In Neukölln möchten Roma-Kinder aus Bulgarien zur Schule gehen, die Behörden lassen sie aber nicht. Im Pro & Contra debattieren dazu der Regierungsbeauftragte für Menschenrechte, Markus Löning, und Berlins Innensenator Körting. Diskutieren Sie mit!

Von Sandra Dassler

Wenn Ahmet begeistert türkische Lieder singt und dazu trommelt, wirkt er sehr kindlich. Nur der Stimmbruch verrät, dass er schon 13 Jahre alt ist. Ahmets zweite Leidenschaft sind Autos, er träumt davon, Kraftfahrer zu werden. Deshalb würde er auch gern zur Schule gehen. Doch er darf nicht, weil seine Eltern keine feste Wohnadresse angeben können. Dabei lebt Ahmet schon seit fast einem Jahr in Neukölln.

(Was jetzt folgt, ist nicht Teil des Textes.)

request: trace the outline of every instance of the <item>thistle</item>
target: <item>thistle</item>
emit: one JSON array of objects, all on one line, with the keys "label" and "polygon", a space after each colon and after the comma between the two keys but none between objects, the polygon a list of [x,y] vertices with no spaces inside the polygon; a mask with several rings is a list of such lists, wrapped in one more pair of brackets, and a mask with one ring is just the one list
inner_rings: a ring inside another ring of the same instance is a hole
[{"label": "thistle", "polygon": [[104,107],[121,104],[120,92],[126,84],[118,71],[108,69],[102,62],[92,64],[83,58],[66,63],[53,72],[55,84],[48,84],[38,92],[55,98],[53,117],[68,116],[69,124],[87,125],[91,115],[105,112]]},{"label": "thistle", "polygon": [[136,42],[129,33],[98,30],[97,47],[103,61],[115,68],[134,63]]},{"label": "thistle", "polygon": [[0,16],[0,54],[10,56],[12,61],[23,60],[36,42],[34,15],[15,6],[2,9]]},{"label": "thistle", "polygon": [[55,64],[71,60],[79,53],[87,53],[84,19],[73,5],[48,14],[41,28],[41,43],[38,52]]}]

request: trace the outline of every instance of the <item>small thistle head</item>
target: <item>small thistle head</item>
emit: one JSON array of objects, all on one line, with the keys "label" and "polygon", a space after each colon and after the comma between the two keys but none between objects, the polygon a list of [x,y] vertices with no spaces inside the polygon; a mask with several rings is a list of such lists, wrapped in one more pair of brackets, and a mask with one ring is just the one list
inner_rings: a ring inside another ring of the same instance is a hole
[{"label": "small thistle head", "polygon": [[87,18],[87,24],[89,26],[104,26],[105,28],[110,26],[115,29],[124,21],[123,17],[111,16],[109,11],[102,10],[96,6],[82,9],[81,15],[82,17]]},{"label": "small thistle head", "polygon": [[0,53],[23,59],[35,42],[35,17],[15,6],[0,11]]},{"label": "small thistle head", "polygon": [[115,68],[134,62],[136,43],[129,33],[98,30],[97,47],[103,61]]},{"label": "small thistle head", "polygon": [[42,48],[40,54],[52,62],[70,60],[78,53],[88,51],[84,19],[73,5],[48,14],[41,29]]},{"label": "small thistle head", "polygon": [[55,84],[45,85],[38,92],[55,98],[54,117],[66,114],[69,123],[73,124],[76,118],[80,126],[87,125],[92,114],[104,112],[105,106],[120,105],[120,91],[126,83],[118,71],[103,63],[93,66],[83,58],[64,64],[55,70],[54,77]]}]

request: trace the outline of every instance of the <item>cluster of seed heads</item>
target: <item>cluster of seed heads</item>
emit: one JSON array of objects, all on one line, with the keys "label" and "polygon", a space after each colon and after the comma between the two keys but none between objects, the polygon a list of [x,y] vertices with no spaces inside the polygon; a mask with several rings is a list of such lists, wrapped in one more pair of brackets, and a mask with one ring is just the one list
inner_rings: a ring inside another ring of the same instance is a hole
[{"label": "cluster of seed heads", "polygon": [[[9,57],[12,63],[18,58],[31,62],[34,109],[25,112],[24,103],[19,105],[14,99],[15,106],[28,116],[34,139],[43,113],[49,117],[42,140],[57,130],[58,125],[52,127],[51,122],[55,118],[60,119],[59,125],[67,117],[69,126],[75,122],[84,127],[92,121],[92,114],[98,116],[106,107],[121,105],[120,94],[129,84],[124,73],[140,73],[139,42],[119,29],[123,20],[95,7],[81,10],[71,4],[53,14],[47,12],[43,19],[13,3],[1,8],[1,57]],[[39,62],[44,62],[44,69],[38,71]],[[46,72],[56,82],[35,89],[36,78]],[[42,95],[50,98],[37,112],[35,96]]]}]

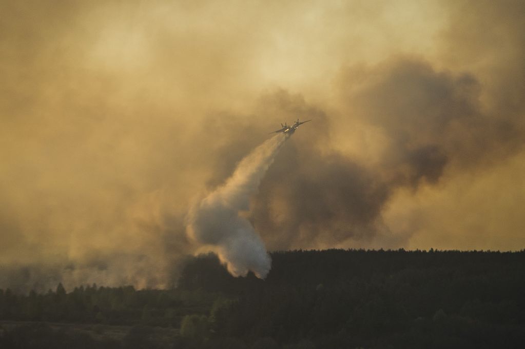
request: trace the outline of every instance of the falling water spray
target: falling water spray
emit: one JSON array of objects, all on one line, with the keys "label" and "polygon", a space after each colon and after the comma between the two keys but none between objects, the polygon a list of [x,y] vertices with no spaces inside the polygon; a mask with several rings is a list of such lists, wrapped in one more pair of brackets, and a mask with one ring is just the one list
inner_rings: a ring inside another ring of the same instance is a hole
[{"label": "falling water spray", "polygon": [[249,209],[250,198],[288,137],[279,134],[254,149],[224,184],[188,213],[187,235],[216,253],[234,276],[245,276],[251,270],[264,279],[270,271],[271,260],[262,241],[239,213]]}]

Auch Afize möchte gern zur Schule gehen – darf aber nicht. Die Achtjährige spielt heute Lila-Prinzessin. Von den verzierten Stiefelchen über Hose, Rock, Jacke bis zur Haarspange, die unter dem kecken schwarzen Pferdeschwanz wippt, ist alles Lila. Stolz präsentiert sie ihre Deutschkenntnisse: „Hallo, wie geht’s?“

Ihrer gleichaltrigen Freundin Nurten geht es gar nicht gut. Sie ist krank, kuschelt sich matt in die Arme ihrer Mama. Die ist mit Nurten und der sechsjährigen Fatma im letzten April nach Berlin gekommen. Sie möchte, dass ihre Töchter lernen, was sie bis heute nicht kann: Lesen und Schreiben. Doch auch Nurten und Fatma sowie weiteren fünf Kindern wird der Schulbesuch in Neukölln verweigert, weil sie nicht behördlich gemeldet sind.

Ahmet, Afize, Nurten und Fatma sind Roma aus Bulgarien. Obwohl ihre Eltern lieber sagen, sie seien bulgarische Türken. „Das kommt daher, dass Roma in Bulgarien oft mit der türkischen Minderheit zusammenleben“, sagt Mahiye Yilmaz. Sie leitete 2010 das Jugendexistenzgründungsprojekt „Die Taschengeldfirma“ in der Neuköllner Flughafenstraße. Das Projekt endete – die Kontakte sind geblieben. Hier finden Roma-Kinder auch jetzt noch zwei-, dreimal in der Woche Menschen, die sich mit ihnen beschäftigen.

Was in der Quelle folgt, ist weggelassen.